Note that Rashi does not say "Zevulun’s ability to finance Yissachar’s Torah learning was more important".
In Bamidbar Rashi states:
שבשביל שני דברים זכה להקריב שיני לשבטים אחת שהיו ידועים בתורה שנאמר
ומבני יששכר יודעי בינה לעיתים ואחת שהם נתנו עצה לנשיאים להתנדב קרבנות
Due to two things he merited to bring the offering second of the
tribes: 1. They [the tribe of Yissaschar] were knowledgeable in
Torah, as it says "and from the children of Yissaschar were knowers of
the wisdom of the times". 2. They gave advice to the tribal
leaders to donate these offerings.
Here Zevulun is not mentioned at all, and there are two reasons given for Yissachar's precedence. Therefore, one could argue that it was only the combination of the two reasons that gave them precedence over Zevulun, but their Torah knowledge alone would not have.

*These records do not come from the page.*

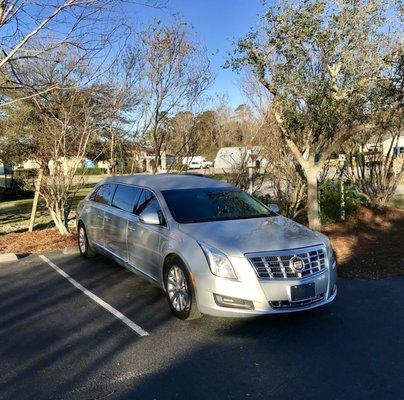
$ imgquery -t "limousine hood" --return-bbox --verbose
[180,216,325,257]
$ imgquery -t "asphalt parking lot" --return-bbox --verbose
[0,254,404,400]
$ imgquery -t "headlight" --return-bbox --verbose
[198,242,237,279]
[325,238,337,268]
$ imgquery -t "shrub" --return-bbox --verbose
[320,180,364,225]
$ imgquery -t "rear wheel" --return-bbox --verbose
[164,257,202,320]
[77,223,97,258]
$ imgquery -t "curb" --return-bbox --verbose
[62,246,80,254]
[0,253,18,263]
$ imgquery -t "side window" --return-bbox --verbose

Alternatively one can simply say that since neither source discusses the relative importance of studying vs financing, there may simply be different criteria for precedence by blessings and by offerings. In one case financing is deemed to have precedence while in the other case studying is deemed to have precedence.
Now one could still ask why the criteria for blessings and offerings have different orders of precedence. Of course, we could simply answer that God's calculations are unknown, and be done. However, I think we can suggest a difference:
There are two different measurements involved. There is the measurement of sechar (Divine reward) that one receives for keeping the Torah, and there is the measurement of how we must relate to people in this world.

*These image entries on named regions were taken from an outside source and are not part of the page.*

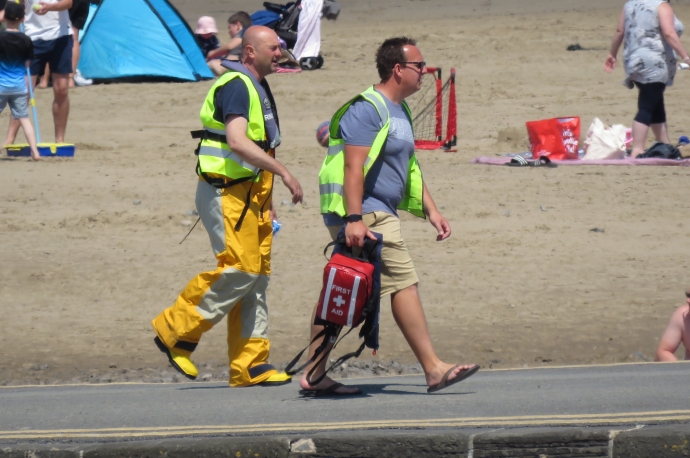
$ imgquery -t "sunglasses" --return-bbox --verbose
[398,61,426,71]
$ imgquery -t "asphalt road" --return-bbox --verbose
[0,363,690,442]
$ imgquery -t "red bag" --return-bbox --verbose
[316,253,374,327]
[527,116,580,160]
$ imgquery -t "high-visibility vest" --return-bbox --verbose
[319,86,426,218]
[198,71,270,180]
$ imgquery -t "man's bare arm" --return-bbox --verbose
[225,115,302,203]
[343,145,376,247]
[654,307,685,361]
[422,184,451,242]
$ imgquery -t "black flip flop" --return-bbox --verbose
[530,156,558,168]
[506,156,558,168]
[426,364,479,393]
[506,155,530,167]
[299,382,366,398]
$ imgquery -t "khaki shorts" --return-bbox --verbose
[327,212,419,296]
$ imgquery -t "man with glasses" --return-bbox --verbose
[300,37,479,396]
[654,290,690,362]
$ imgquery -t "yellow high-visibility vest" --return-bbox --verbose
[319,86,426,218]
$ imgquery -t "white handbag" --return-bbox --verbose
[582,118,626,161]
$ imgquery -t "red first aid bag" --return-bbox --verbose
[316,253,374,327]
[527,116,580,160]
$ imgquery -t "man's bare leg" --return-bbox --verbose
[19,118,41,161]
[36,64,50,89]
[650,122,671,143]
[53,73,69,143]
[69,26,81,87]
[630,121,649,157]
[391,283,473,386]
[3,75,36,145]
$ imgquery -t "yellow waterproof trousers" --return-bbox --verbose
[152,171,276,386]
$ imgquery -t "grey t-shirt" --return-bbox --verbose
[623,0,684,89]
[324,91,414,226]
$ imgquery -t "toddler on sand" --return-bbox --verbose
[0,0,41,161]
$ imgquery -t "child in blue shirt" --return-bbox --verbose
[0,0,41,161]
[194,16,220,57]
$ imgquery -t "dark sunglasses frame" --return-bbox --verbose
[398,60,426,72]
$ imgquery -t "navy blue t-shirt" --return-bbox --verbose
[213,78,280,146]
[0,31,34,95]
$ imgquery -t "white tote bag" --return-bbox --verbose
[582,118,625,161]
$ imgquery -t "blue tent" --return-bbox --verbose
[79,0,213,81]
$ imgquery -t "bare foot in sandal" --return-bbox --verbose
[426,363,479,393]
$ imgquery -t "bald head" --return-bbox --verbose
[236,25,282,79]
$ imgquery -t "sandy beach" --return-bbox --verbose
[0,0,690,385]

When it comes to sechar, the Talmud lays down the following principle:
Bava Basra 9a
א"ר אלעזר גדול המעשה יותר מן העושה
R. Eleazar said: He who causes others to do good is greater than the
doer (Soncino translation)
That "greater than" refers to reward is evident from Rambam's codification of this in Hilchot Matnot Aniyim 10:6
הכופה אחרים ליתן צדקה ומעשה אותן שכרו גדול משכר הנותן שנאמר והיה מעשה
הצדקה שלום ועל גבאי צדקה וכיוצא בהם אומר ומצדיקי הרבים ככוכבים
A person who compels others to give charity and motivates them to do
so receives a greater reward than the person who actually gives, as
[alluded to by Isaiah 32:17]: "And the deed of charity is peace."
With regard to the collectors of charity and the like can be applied
[the words of praise, Daniel 12:3]: "Those who bring merit to the many
are like the stars." (Touger translation)
Thus it would seem that in terms of reward, financing Torah surpasses studying Torah, and therefore when it comes to the Divine blessings that are received Zevulun is greater than Yissaschar.
However, when it comes to relating to people in this world, we have a law that demands that honor be given to Torah scholars. Part of this honor is that Torah scholars come first. (See e.g. Horayot 13a)
Therefore, when it comes to bringing the offerings, the Torah scholars must be honored and therefore Yissaschar comes first, even though in terms of sechar studying Torah might not be better than financing it.